By Halle Newman
The scariest day of the year is almost upon us. Can’t you see yourself there now? Walking past pumpkin-laden porches and lackluster foliage to get to your destination, quickening your pace as you pass spindly trees that creak in the autumn breeze. Goosebumps rise on your arms because you know what you have to do.
Finally, you’ll stand before the place you’ve thought about for two years, the place that has filled your dreams with hope, and your nightmares with terror. The lawn spread before it is cluttered with premature gravestones naming people in your community, each begging you to save their name from its certain demise. You take a deep breath and open the door to the building. What you see next will haunt you for the rest of your life.
You let out a scream, and it echoes through the school’s hall. Cobwebs line the ceiling. Fluorescent light illuminates the emptiness of the room, and your ears ring with the shrieks of ghosts lurking in the hallways. Your worst fears have come true.
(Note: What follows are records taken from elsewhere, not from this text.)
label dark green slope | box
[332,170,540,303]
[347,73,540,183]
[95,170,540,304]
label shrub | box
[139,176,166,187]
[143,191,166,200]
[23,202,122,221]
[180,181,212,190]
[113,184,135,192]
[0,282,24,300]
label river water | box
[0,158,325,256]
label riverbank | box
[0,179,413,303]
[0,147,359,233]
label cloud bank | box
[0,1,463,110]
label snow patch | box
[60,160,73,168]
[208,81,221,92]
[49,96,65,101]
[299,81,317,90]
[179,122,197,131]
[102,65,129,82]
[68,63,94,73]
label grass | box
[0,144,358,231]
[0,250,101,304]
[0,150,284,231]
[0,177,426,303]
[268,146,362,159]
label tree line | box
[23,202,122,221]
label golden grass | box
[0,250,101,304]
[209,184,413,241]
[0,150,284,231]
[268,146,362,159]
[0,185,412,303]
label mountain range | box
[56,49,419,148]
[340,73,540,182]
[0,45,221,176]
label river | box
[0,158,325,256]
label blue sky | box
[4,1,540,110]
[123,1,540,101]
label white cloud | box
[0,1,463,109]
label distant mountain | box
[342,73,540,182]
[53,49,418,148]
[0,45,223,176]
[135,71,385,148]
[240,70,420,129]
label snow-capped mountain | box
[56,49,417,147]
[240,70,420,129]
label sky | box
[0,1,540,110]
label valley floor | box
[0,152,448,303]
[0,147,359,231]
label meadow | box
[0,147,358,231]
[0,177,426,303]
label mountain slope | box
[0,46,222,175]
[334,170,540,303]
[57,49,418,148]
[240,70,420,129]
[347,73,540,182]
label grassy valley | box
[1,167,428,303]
The voting polls are empty.
Isn’t this the scariest story ever?
The way our political system is supposed to work is based on the idea of a representative democracy, meaning that we the people elect politicians to make decisions on our behalf. All we have to do is show up on election day.
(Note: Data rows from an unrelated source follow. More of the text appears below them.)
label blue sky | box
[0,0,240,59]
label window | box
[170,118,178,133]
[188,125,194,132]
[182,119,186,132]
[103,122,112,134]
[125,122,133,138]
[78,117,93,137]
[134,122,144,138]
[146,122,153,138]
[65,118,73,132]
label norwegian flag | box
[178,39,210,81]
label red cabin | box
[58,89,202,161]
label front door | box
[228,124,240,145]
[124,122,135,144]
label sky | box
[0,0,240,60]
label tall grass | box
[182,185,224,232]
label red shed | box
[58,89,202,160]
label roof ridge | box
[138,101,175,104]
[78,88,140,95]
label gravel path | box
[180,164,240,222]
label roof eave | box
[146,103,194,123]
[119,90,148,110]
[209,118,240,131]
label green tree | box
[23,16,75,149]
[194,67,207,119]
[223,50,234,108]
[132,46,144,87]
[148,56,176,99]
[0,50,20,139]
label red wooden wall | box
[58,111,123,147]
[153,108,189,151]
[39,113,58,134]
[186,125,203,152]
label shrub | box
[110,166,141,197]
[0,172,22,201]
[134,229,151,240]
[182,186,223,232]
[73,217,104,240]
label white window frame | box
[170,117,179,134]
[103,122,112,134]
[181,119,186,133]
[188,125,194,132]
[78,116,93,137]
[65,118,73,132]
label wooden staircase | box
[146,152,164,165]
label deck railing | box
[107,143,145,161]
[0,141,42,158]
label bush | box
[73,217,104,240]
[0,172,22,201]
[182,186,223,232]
Should be simple, right? Not really.
Any American who hasn’t been living under a rock for the last two years knows that the political process in the United States is much more complicated than this. Huge campaign donations from corporations, intervention from, say, Russia, legislation that makes it harder for people to vote, voter suppression tactics and more all make elections a lot more complicated than democracy should allow. Still, ballots are counted during every election, and the marks on them matter. So how come the majority of eligible American voters don’t participate in midterm elections?
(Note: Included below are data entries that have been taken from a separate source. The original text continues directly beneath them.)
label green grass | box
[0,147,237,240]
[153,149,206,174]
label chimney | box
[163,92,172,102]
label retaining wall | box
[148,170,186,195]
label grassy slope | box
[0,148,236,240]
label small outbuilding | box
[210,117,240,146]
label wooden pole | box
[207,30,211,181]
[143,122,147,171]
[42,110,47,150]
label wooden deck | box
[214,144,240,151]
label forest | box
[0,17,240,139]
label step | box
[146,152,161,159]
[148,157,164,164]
NPR reported that about 36% of eligible voters showed up to the polls for the 2014 midterms. Although a president isn’t chosen during midterm elections, senators and representatives of state and federal offices are, and ballots usually contain important local matters regarding taxes or community-specific issues. Why would roughly two out of every three eligible voters pass up the opportunity to get a say in how their community, state, and nation functions?
Maybe they couldn’t make it to the polls because they didn’t have a ride, or neglected to mail in an absentee ballot. Maybe something came up at work or with family. Or, maybe they thought voting just wasn’t worth the time.
Or maybe, they were one of the African American senior citizens ordered off a bus by county officials on the way to a poll last week in Georgia. (Although African Americans make up 32% of Georgia’s population, they represent about 70% of the rejected voter applications. Scary.) Maybe their ballot was thrown away due to “bad handwriting”, or their address wasn’t updated by the government, and they’re one of the 500,000 in Arizona who might be unable to vote this November. Maybe they’ve been convicted of a felony, or living on a reservation without a formal address, and denied the right to a ballot.
The Washington Post reported that 100 million eligible Americans didn’t vote in the 2016 election. To put that frightening number into perspective, there were 60 million votes for Trump, 60.5 million for Clinton, and 6.2 million for a third party candidate. So, although voter turnout was higher in the 2016 primary than it was in the 2014 midterms, more people could agree on not voting at all than voting for a specific candidate. The Post estimates that about 5% of these non-voters were blocked by “inadequate access to the vote”.
But what’s up with the 95 million eligible voters who just didn’t vote? Have they simply lost hope in their democracy? Or are they too lazy to take a whopping two minutes to register to vote?